Books nine and ten

A few years ago I had a bad bout of pneumonia which put me in the hospital for four days. For weeks afterwards I had a hard time reading anything that required concentration. A friend dropped me off a bag of the No. 1 Ladies’ Detective Agency books and those I could manage. Alexander McCall Smith has written this series and a couple of others set in Scotland but I’ve never been able to get into those. But this series, set in Botswana and focusing on Mma Ramotswe, a traditionally built woman, and her co-director Mma Makutsi are quite lovely. Lately feeling like my soul was aching from endless terrible news of family separations on the American border and indigenous children with boils all over their bodies caused by contaminated water I decided I needed something gentle so I read #17 in the series, Precious and Grace.

These books are not gripping murder mysteries and there is no complicated discussion of justice or redemption. Generally people bring more quotidian mysteries to the #1 Ladies’ Detective agency for their solving. And there are no car chases and rarely police involved. Mostly they are slow meandering novels about the relationships between the two women at the heart of the agency, their husbands and children, and the others who are connected to them. Each novel involves at least one visit by Mma Ramotswe to her friend Mma Potokwane at her orphanage where they always share tea and fruit cake. There are comments about the new technology in cars (Mma Ramotswe’s husband owns a garage located next to the agency) but there are few clues about when the novels are set. Nelson Mandela is frequently mentioned as a hero but I don’t remember that it is every said that he is “late” so that doesn’t help date them. There are frequent discussions of how terrible it is that things are not the way they used to be but no explicit discussion of AIDS or political conflict. Drought is a constant problem but there is nothing said either about climate change.

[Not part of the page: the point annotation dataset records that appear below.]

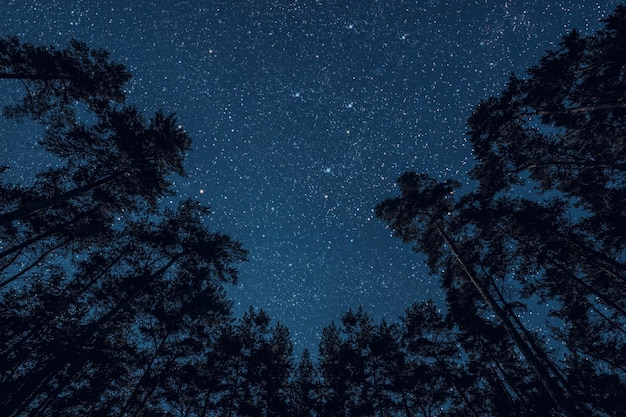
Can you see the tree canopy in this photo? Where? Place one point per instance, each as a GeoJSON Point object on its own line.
{"type": "Point", "coordinates": [114, 304]}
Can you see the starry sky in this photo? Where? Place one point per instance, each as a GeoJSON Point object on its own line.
{"type": "Point", "coordinates": [303, 113]}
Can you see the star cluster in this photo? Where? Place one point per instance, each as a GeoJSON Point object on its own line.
{"type": "Point", "coordinates": [303, 113]}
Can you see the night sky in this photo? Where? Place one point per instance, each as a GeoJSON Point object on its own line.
{"type": "Point", "coordinates": [303, 114]}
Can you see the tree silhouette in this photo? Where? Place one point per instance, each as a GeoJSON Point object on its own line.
{"type": "Point", "coordinates": [55, 80]}
{"type": "Point", "coordinates": [560, 131]}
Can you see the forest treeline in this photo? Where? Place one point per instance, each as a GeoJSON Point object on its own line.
{"type": "Point", "coordinates": [113, 305]}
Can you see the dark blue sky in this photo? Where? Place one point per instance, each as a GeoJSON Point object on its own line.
{"type": "Point", "coordinates": [303, 113]}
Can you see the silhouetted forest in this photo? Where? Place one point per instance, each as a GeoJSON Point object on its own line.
{"type": "Point", "coordinates": [112, 305]}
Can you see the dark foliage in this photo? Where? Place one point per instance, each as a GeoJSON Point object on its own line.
{"type": "Point", "coordinates": [113, 305]}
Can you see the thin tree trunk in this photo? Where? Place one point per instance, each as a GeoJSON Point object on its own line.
{"type": "Point", "coordinates": [562, 396]}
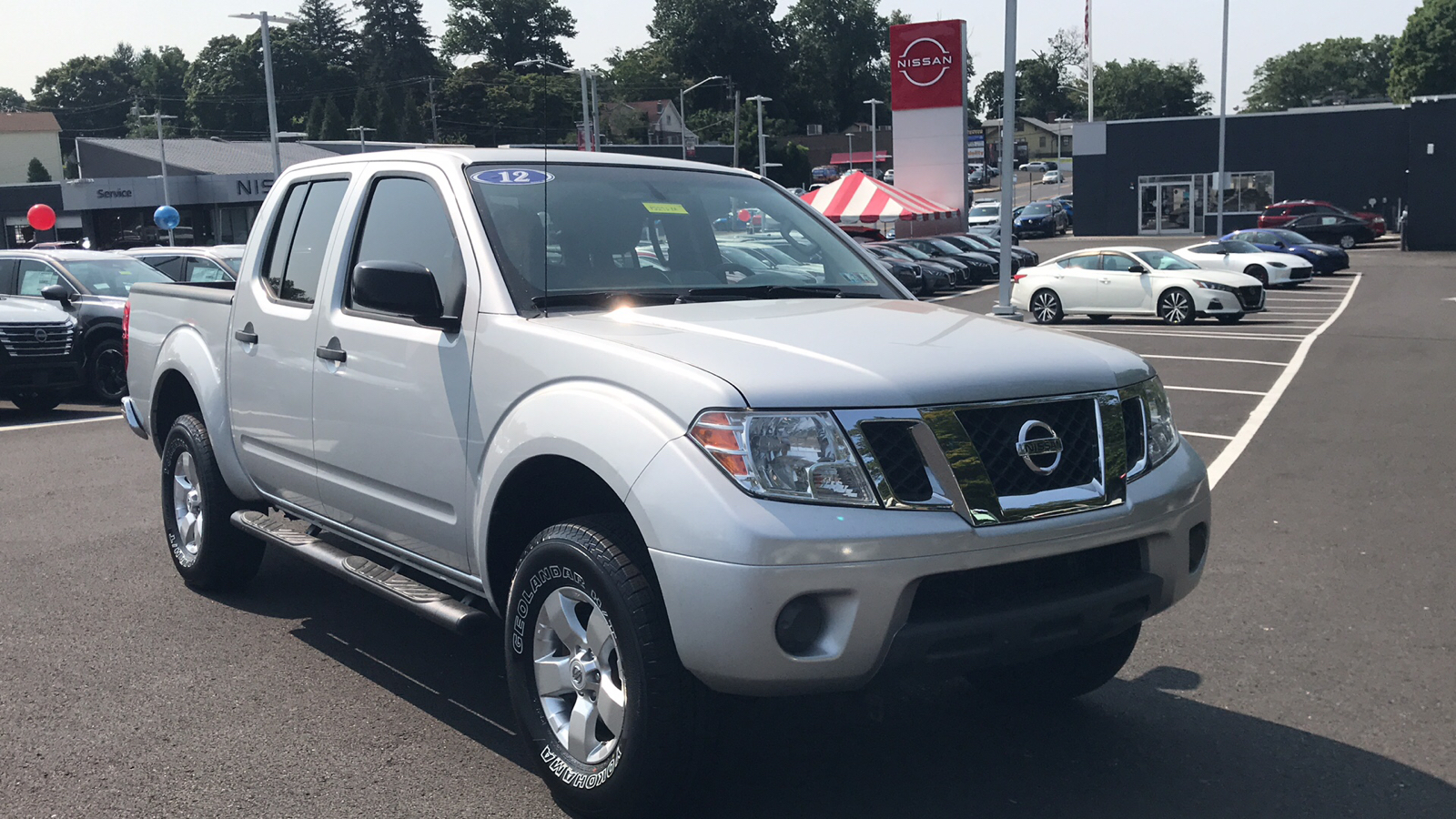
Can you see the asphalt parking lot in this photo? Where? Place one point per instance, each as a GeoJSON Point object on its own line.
{"type": "Point", "coordinates": [1314, 672]}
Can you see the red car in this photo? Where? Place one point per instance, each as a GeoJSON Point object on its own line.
{"type": "Point", "coordinates": [1279, 215]}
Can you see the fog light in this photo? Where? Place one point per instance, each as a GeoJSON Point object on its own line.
{"type": "Point", "coordinates": [1198, 547]}
{"type": "Point", "coordinates": [800, 624]}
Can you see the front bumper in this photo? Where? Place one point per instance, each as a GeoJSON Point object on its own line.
{"type": "Point", "coordinates": [728, 562]}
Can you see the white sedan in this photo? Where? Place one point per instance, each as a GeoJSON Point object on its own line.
{"type": "Point", "coordinates": [1242, 257]}
{"type": "Point", "coordinates": [1133, 281]}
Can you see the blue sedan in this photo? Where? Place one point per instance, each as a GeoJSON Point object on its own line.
{"type": "Point", "coordinates": [1325, 258]}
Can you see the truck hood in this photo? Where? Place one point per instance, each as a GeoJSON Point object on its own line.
{"type": "Point", "coordinates": [851, 353]}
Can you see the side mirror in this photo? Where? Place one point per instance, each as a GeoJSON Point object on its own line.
{"type": "Point", "coordinates": [400, 288]}
{"type": "Point", "coordinates": [57, 293]}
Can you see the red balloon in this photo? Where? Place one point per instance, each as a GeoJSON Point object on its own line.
{"type": "Point", "coordinates": [41, 217]}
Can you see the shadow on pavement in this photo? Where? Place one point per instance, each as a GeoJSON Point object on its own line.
{"type": "Point", "coordinates": [907, 748]}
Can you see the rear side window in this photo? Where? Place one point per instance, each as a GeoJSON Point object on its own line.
{"type": "Point", "coordinates": [300, 238]}
{"type": "Point", "coordinates": [407, 222]}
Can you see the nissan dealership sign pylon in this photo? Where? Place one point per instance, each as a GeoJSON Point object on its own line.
{"type": "Point", "coordinates": [928, 95]}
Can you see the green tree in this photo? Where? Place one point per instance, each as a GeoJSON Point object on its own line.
{"type": "Point", "coordinates": [734, 38]}
{"type": "Point", "coordinates": [36, 172]}
{"type": "Point", "coordinates": [1145, 89]}
{"type": "Point", "coordinates": [1315, 72]}
{"type": "Point", "coordinates": [509, 31]}
{"type": "Point", "coordinates": [334, 124]}
{"type": "Point", "coordinates": [393, 41]}
{"type": "Point", "coordinates": [1423, 62]}
{"type": "Point", "coordinates": [837, 53]}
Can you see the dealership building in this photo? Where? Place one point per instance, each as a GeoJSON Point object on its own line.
{"type": "Point", "coordinates": [1158, 177]}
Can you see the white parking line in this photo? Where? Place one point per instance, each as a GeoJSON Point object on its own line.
{"type": "Point", "coordinates": [1230, 453]}
{"type": "Point", "coordinates": [111, 417]}
{"type": "Point", "coordinates": [1213, 389]}
{"type": "Point", "coordinates": [1219, 360]}
{"type": "Point", "coordinates": [1205, 435]}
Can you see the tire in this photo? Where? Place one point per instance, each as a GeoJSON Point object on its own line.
{"type": "Point", "coordinates": [1046, 307]}
{"type": "Point", "coordinates": [207, 551]}
{"type": "Point", "coordinates": [106, 372]}
{"type": "Point", "coordinates": [1176, 307]}
{"type": "Point", "coordinates": [36, 401]}
{"type": "Point", "coordinates": [1065, 675]}
{"type": "Point", "coordinates": [582, 570]}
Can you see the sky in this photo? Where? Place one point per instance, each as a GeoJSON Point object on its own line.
{"type": "Point", "coordinates": [1121, 29]}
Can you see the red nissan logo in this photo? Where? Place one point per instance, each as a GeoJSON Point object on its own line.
{"type": "Point", "coordinates": [925, 62]}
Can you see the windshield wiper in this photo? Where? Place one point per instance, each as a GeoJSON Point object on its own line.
{"type": "Point", "coordinates": [604, 298]}
{"type": "Point", "coordinates": [761, 292]}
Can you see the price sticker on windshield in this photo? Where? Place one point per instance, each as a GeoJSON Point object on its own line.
{"type": "Point", "coordinates": [513, 177]}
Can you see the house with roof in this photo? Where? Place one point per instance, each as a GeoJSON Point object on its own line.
{"type": "Point", "coordinates": [25, 136]}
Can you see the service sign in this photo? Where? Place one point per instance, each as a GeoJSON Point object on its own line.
{"type": "Point", "coordinates": [928, 65]}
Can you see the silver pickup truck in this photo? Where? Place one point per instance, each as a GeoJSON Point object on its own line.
{"type": "Point", "coordinates": [523, 390]}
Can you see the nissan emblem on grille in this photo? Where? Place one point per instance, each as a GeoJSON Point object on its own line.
{"type": "Point", "coordinates": [1037, 450]}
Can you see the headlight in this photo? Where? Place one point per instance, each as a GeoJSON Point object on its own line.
{"type": "Point", "coordinates": [785, 455]}
{"type": "Point", "coordinates": [1213, 286]}
{"type": "Point", "coordinates": [1147, 404]}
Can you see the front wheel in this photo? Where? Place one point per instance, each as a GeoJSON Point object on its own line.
{"type": "Point", "coordinates": [1046, 307]}
{"type": "Point", "coordinates": [207, 551]}
{"type": "Point", "coordinates": [593, 672]}
{"type": "Point", "coordinates": [1070, 672]}
{"type": "Point", "coordinates": [1176, 307]}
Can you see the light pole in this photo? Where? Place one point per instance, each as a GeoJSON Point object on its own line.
{"type": "Point", "coordinates": [682, 106]}
{"type": "Point", "coordinates": [874, 136]}
{"type": "Point", "coordinates": [761, 99]}
{"type": "Point", "coordinates": [587, 121]}
{"type": "Point", "coordinates": [273, 108]}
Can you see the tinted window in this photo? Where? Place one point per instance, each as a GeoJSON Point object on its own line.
{"type": "Point", "coordinates": [300, 239]}
{"type": "Point", "coordinates": [171, 266]}
{"type": "Point", "coordinates": [407, 222]}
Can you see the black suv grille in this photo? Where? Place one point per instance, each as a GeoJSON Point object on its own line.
{"type": "Point", "coordinates": [44, 339]}
{"type": "Point", "coordinates": [899, 460]}
{"type": "Point", "coordinates": [995, 430]}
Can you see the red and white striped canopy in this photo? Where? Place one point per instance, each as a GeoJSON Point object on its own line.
{"type": "Point", "coordinates": [858, 197]}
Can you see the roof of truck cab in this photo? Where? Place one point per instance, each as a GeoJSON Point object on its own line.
{"type": "Point", "coordinates": [453, 157]}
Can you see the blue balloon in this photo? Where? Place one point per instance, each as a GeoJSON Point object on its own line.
{"type": "Point", "coordinates": [167, 217]}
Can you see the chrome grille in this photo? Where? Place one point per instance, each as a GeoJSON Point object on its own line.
{"type": "Point", "coordinates": [41, 339]}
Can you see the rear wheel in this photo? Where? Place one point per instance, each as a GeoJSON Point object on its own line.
{"type": "Point", "coordinates": [1046, 307]}
{"type": "Point", "coordinates": [1176, 307]}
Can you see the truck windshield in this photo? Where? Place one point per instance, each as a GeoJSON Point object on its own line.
{"type": "Point", "coordinates": [654, 232]}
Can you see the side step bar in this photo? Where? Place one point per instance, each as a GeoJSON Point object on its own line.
{"type": "Point", "coordinates": [430, 603]}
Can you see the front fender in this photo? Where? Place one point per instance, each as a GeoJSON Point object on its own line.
{"type": "Point", "coordinates": [187, 353]}
{"type": "Point", "coordinates": [604, 428]}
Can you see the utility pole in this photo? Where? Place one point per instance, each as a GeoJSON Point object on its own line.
{"type": "Point", "coordinates": [273, 106]}
{"type": "Point", "coordinates": [361, 128]}
{"type": "Point", "coordinates": [1008, 167]}
{"type": "Point", "coordinates": [761, 99]}
{"type": "Point", "coordinates": [874, 136]}
{"type": "Point", "coordinates": [434, 120]}
{"type": "Point", "coordinates": [1223, 113]}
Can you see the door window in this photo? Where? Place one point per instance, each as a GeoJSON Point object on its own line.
{"type": "Point", "coordinates": [407, 222]}
{"type": "Point", "coordinates": [300, 239]}
{"type": "Point", "coordinates": [36, 276]}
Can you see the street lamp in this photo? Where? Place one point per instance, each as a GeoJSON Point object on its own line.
{"type": "Point", "coordinates": [587, 123]}
{"type": "Point", "coordinates": [874, 136]}
{"type": "Point", "coordinates": [761, 99]}
{"type": "Point", "coordinates": [682, 108]}
{"type": "Point", "coordinates": [264, 18]}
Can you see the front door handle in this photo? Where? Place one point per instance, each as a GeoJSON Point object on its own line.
{"type": "Point", "coordinates": [332, 353]}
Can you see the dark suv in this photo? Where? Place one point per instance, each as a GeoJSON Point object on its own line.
{"type": "Point", "coordinates": [40, 359]}
{"type": "Point", "coordinates": [92, 288]}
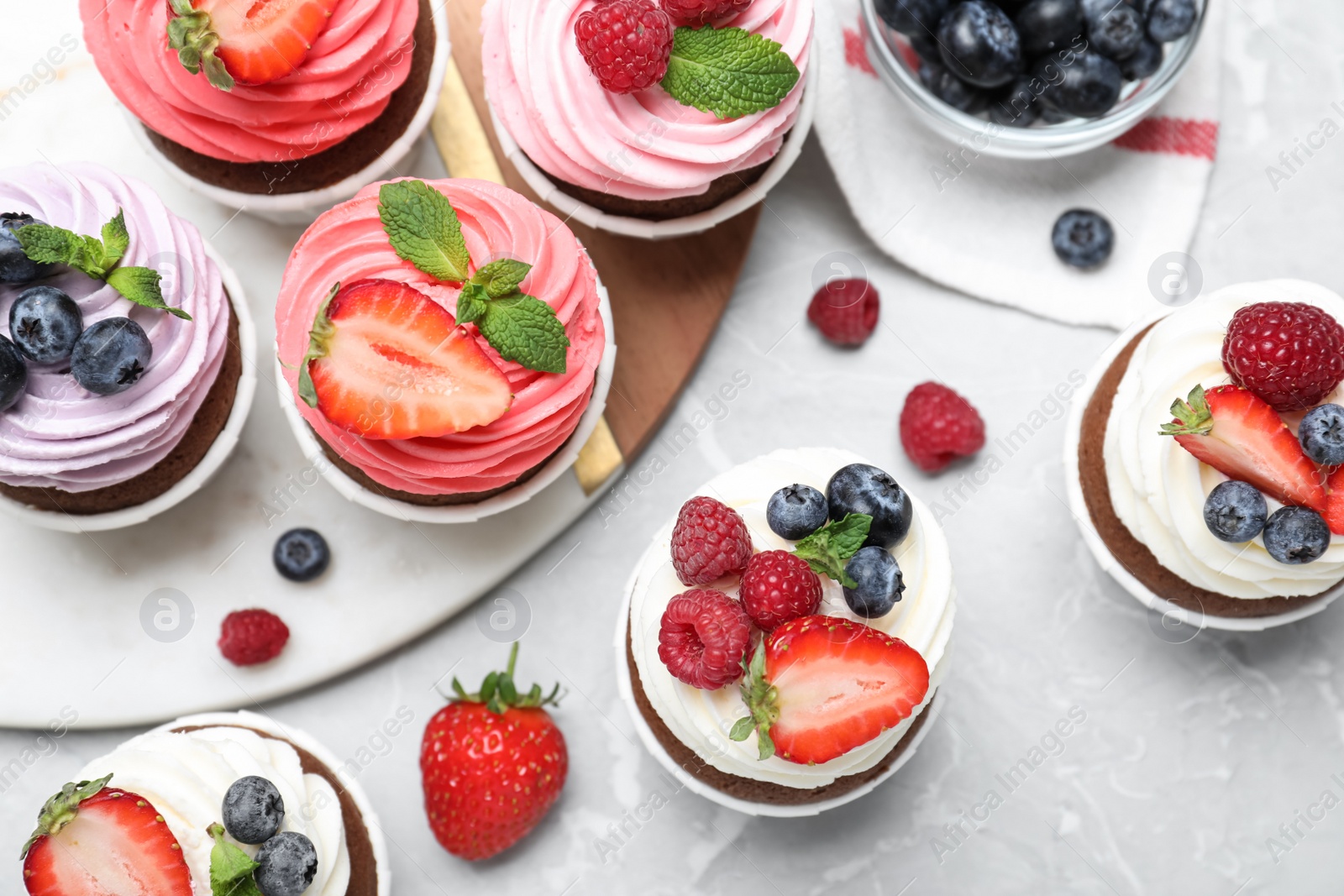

Now that my head is less foggy I find myself wondering what people in Botswana think of these books or what someone discussing colonization or race would say about them. But mostly I just enjoy spending time with these people. They are kind and gentle and good hearted. I don’t even really worry about paying too much attention to who did what. It is enough to sit on the veranda with them and enjoy the quiet of an evening. In this book Mma Ramotswe and her husband have a conversation about whether dogs have souls (they do) and then she asks him whether our souls grow as we get older. “Yes,” he said. “Our souls get wider. They grow like the branches of a tree–growing outwards. And more birds come and make their homes in these branches. And sing a bit more.” This is theology I can live with.

Book ten was another audio book by Andrea Camilleri, Game of Mirrors. It was okay.